I think there's a very decent chance that the latter will be true, but the original argument was a technical one -- that good-enough LLMs will always require so much compute that you wouldn't want to run one locally even if you could.
If the personal computer of the 80s was good enough, why’s nobody still using one?
What people want to do changes with time, and therefore your PC XT will no longer hack it in the modern workplace, but the point is that from the point that a personal computer of any kind was good enough, people kept using personal computers. The parallel argument here would be that if there is a plateau where LLM improvement slows and converges with ability to run something good enough on consumer hardware, why would people not then just keep running those good enough models on their hardware? The models would get better with time, sure, but so would the hardware running them.
alex43578|17 days ago
Even if LLM improvement slows, it’ll probably result in the same treadmill effect we see in other software.

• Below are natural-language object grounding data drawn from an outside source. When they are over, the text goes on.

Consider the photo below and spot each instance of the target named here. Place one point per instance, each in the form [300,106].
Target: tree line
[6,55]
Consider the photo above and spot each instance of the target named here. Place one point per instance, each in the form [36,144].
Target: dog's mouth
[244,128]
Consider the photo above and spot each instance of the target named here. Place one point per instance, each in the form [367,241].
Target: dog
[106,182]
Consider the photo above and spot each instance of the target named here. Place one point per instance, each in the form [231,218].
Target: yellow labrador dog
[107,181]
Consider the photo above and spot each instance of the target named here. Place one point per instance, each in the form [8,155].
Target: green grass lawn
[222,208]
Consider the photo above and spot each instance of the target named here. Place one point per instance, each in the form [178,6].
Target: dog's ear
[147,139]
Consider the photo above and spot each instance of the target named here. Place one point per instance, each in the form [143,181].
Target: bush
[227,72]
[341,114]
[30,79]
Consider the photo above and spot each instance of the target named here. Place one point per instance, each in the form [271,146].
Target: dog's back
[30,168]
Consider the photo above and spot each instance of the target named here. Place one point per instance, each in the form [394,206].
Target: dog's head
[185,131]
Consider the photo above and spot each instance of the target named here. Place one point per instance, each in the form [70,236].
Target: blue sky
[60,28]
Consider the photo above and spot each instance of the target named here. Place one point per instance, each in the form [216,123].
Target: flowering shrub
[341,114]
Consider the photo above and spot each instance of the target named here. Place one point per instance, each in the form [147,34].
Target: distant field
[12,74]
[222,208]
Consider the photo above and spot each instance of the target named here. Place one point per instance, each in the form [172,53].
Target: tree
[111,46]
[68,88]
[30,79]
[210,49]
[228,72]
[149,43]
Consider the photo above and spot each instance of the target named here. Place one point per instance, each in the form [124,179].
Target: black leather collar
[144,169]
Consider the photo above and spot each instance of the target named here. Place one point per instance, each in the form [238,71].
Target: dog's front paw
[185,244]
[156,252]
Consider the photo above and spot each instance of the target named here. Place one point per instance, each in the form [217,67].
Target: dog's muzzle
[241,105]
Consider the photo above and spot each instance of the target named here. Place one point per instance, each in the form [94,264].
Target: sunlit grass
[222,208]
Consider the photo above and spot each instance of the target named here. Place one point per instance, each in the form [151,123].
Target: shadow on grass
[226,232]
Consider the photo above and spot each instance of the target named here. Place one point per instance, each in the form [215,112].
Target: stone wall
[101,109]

Consider MS Office, Adobe Creative (Cloud), or just about any pro level software. The older versions aren’t really used, for various reasons, including performance, features, compatibility, etc. Why would LLMs, which seem to be on an even faster trajectory than conventional software, be any different? Users will want to continue upgrading, and in the case of AI, that’ll mean continuing to access the latest cloud model.
No doubt that someone can run gpt-oss-120b five years from now on device, but outside of privacy, why would they when you can get a faster, smarter answer (for free, likely) from a service?